Norms are the rules and expectations by which a society guides the
behavior of its members.

Socialization prepares individuals to occupy statuses and roles


(Macionis 2012: 127– 128). Status refers a social position that a person
holds. An ascribed status is a social position a person receives at birth
or takes on involuntarily later in life. Examples of ascribed statuses
include being a daughter, a Filipino, a teenager, or a widower. Achieved
status refers to a social position a person takes on voluntarily that
reflects personal ability and effort. Achieved statuses include honors
student, athlete, nurse, software writer, and thief. Role refers to behavior
expected of someone who holds a particular status.

Gender role socialization


Sex refers to the biological characteristics distinguishing male and
female (Macionis 2012: 169). Sex is based on chromosomes, anatomy,
hormones, reproductive systems, and other physiological components.

Gender refers to those social, cultural, and psychological traits linked to


males and females through particular social contexts. Sex makes us
male or female; gender makes us masculine or feminine. All the major
agents of socialization—family, peer groups, schools, and the mass
media—reinforce cultural definitions of what is feminine and
masculine. (Dionisio 1992: 1-2; Macionis 2012: 170).

Conformity and deviance (Macionis 2012: 194)


Every society is a system of social control, or attempts by
society to regulate people’s thoughts and behavior. Social
control encourages conformity to certain norms and
discourages deviance or norm breaking. Deviance range
from minor infractions, such as bad manners, to major
infractions, such as serious violence.

Norms that become specified and institutionalized are


called laws. Crime refers to the violation of the law.

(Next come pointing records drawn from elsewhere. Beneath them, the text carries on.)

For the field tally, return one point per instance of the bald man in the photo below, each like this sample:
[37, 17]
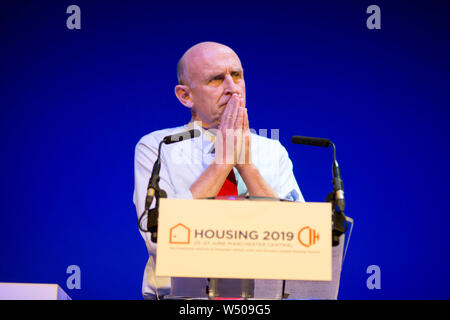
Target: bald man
[211, 84]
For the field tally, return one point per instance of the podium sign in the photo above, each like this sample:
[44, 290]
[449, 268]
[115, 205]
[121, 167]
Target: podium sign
[244, 239]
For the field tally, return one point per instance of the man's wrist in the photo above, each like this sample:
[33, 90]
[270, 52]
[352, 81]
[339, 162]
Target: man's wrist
[244, 169]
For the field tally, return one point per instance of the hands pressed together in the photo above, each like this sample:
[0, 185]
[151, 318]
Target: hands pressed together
[233, 140]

There is a lack of consensus in society regarding which


behaviors or traits are deviant. What is considered as
deviance will vary across time, places, and social groups.
How a society defines deviance, who is branded as deviant,
and what people decide to do about deviance all have to do
with the way society is organized.

The functions of deviance (Macionis 2012:


197).According to Emile Durkheim (1858–1917), deviance
performs the following functions:
 Affirms cultural norms and values. Deviance is
needed to define and support morality. There can be
no good without evil and no justice without crime.
 Clarifies moral boundaries. By defining some
individuals as deviant, people draw a boundary
between right and wrong.
 Brings people together. People typically react to
serious deviance with shared outrage, and in doing
so reaffirm the moral ties that bind them.
 Encourages social change. Deviant people suggest
alternatives to the status quo and encouraging
change.

Merton’s strain theory (Macionis 2012: 197–198). Robert


Merton (1910–2003) argued that the extent and type of
deviance people engage in depend on whether a society
provides the means (such as schooling and job
opportunities) to achieve cultural goals (such as financial
success). Conformity means achieving cultural goals
through approved means. However, the strain between the
cultural goal and the lack of opportunities to achieve these
goals using approved means may result in deviance. Merton
identifies four types of deviance: innovation, ritualism,
retreatism, and rebellion. Innovation involves using
unconventional means (for example, Steve Jobs, the
founder of the Apple computer company, and his
colleagues who, without support from big corporations,
worked in a garage to invent personal computers) rather
than conventional means (working for an established
computer company) to achieve a culturally approved goal
(wealth). In ritualism, people do not care much about the
goal (getting rich) but stick to the rules (the conventional
means) anyway in order to feel “respectable.” A third
response to the strain between the cultural goal and the
approved means is retreatism, rejecting both cultural goals
and conventional means so that a person in effect “drops
out.” The fourth response is rebellion. Like retreatists,
rebels reject both the cultural definition of success and the
conventional means of achieving it, but they provide
alternatives to the existing social order.

Enculturation
A child’s incorporation into his or her society through learning of the culture.